The pandemic offers opportunities to learn lessons for health system preparedness and resilience, for example:
- The need for greater focus on building population resilience, by addressing wider socio-economic determinants of ill-health and addressing the underlying source of poverty and inequality. Yet as today health spending overwhelmingly goes on curative care, not prevention – leaving too great a part of the population with underlying health conditions that have left them particularly vulnerable to COVID-19. Only 3% of Total Health Expenditure is spent on illness prevention and health promotion. Even when people do have chronic conditions in Europe, the conditions are often not managed well. Greater patient involvement in their own health and health care – in the jargon, ‘people-centred health’ – is a must.

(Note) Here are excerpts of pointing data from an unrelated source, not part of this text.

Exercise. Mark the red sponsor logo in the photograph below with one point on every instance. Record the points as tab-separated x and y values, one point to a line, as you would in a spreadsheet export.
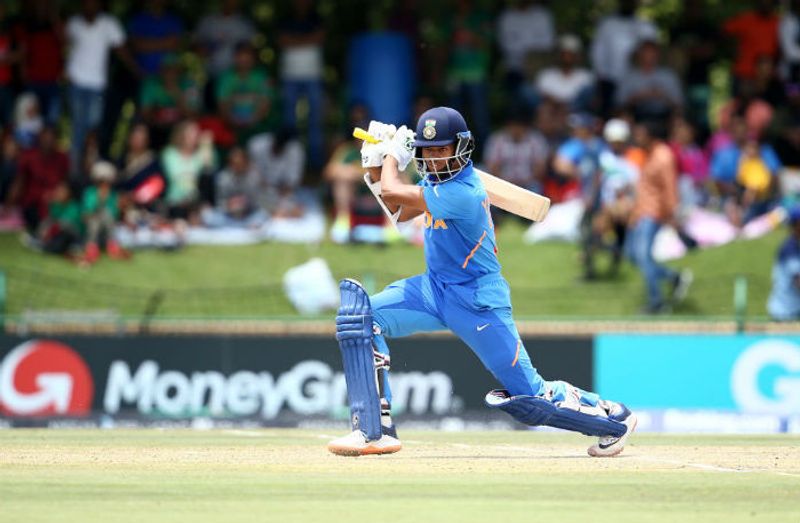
45	378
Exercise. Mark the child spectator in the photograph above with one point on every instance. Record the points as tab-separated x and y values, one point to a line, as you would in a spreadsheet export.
189	157
167	98
100	211
244	94
784	299
237	195
28	121
62	229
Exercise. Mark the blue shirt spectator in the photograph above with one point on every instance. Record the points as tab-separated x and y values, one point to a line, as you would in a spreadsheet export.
784	300
154	33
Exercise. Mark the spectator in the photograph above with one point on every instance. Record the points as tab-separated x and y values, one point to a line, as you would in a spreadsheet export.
469	32
91	35
41	40
279	160
578	159
27	120
517	153
168	98
302	36
244	94
784	299
189	157
216	37
615	38
655	206
695	44
757	175
692	164
756	34
39	170
730	174
237	195
141	179
525	32
789	36
9	152
650	91
617	184
62	229
100	211
567	82
9	55
154	34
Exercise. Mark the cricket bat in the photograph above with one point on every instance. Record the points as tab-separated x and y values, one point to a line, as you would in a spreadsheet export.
502	194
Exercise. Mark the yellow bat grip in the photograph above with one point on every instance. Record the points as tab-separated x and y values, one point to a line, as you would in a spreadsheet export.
361	134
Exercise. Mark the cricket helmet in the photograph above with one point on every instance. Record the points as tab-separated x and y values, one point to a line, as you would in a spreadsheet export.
438	127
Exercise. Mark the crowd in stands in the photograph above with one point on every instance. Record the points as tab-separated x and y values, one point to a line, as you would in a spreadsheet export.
619	121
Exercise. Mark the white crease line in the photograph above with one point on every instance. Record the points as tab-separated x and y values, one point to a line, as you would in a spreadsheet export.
714	468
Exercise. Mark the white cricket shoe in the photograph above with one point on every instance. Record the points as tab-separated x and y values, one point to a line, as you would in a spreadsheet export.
608	446
356	444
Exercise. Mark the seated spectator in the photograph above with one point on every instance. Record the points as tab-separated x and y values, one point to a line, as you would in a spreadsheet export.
757	175
28	121
237	195
62	229
650	90
567	82
517	153
784	299
692	164
617	184
245	96
167	98
39	170
279	160
100	211
140	181
189	157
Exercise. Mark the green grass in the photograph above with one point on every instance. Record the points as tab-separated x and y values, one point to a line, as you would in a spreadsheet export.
244	281
287	475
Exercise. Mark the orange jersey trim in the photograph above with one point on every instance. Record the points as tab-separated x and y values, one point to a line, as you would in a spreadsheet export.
473	251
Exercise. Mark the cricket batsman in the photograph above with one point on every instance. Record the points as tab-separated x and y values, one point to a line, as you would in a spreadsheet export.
462	290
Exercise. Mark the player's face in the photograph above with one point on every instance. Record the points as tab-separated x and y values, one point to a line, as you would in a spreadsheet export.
430	154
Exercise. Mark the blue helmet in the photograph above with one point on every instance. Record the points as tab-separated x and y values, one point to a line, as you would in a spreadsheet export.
438	127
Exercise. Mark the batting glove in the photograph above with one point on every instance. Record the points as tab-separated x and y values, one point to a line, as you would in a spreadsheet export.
372	154
401	147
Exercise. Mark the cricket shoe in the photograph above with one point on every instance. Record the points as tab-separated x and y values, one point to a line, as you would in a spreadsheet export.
608	446
356	444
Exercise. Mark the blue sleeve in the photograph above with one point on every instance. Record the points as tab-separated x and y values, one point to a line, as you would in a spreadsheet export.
450	200
571	150
771	159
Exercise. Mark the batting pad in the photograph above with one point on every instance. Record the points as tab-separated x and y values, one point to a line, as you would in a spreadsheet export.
354	334
532	410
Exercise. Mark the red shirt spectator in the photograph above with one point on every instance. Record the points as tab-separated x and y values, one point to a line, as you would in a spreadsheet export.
756	33
39	170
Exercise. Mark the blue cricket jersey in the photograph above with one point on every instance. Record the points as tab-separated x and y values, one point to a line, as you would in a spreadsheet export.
459	234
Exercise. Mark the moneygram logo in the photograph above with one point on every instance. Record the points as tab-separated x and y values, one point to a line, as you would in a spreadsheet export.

- The need for greater anticipation and reactivity: many countries struggled to implement Testing, Tracking and Tracing, and even now that tests are available, many struggle with getting results back quickly enough, with implementing effective and timely tracking and tracing, with getting people to use digital tracking apps, etc. This points to the need for capacity to expand services quickly – for example, though having reserve health workers, and improving the flow of data to decision-makers (which has been a real barrier to good decision making in too many countries).
- The need for building greater trust in health decision-makers. This has to do with communication – need to be clearer and more open, less confusing in messaging e.g. the issue with face masks. But it has to do also with building better channels of trust, so that populations can trust governments to act in their health and wellbeing interests and not in their self-interest (the issue with vaccine nationalism, trust in vaccine).
Last but not least, many say the pandemic has proved the need for a more centralised approach to health. Is there fertile ground to launch a discussion over Europe’s future role in the health sector?
Nationally, some aspects of pandemic response work best when done centrally, and some better when done by localities. Some centralised systems have struggled with quick decision-making and implementation, but equally some decentralised systems have not managed to provide comparable information on things like PPE, infection rates, even deaths, quickly enough. Different local rules have sometimes caused confusion about social distancing rules, and (perhaps) reduced compliance.
One area where decentralised management does seem to be necessary is in contact tracing; the stronger the local community health sector, the better have countries been able to trace new chains of infections.
On a European level, looking back, and it is clear that some things that were discussed but not implemented would probably have helped. Supply chain management, PPE, pooling of funds to support R&D, coordination of measures beyond health (eg border closures, travel, etc) are examples. This was a missed opportunity.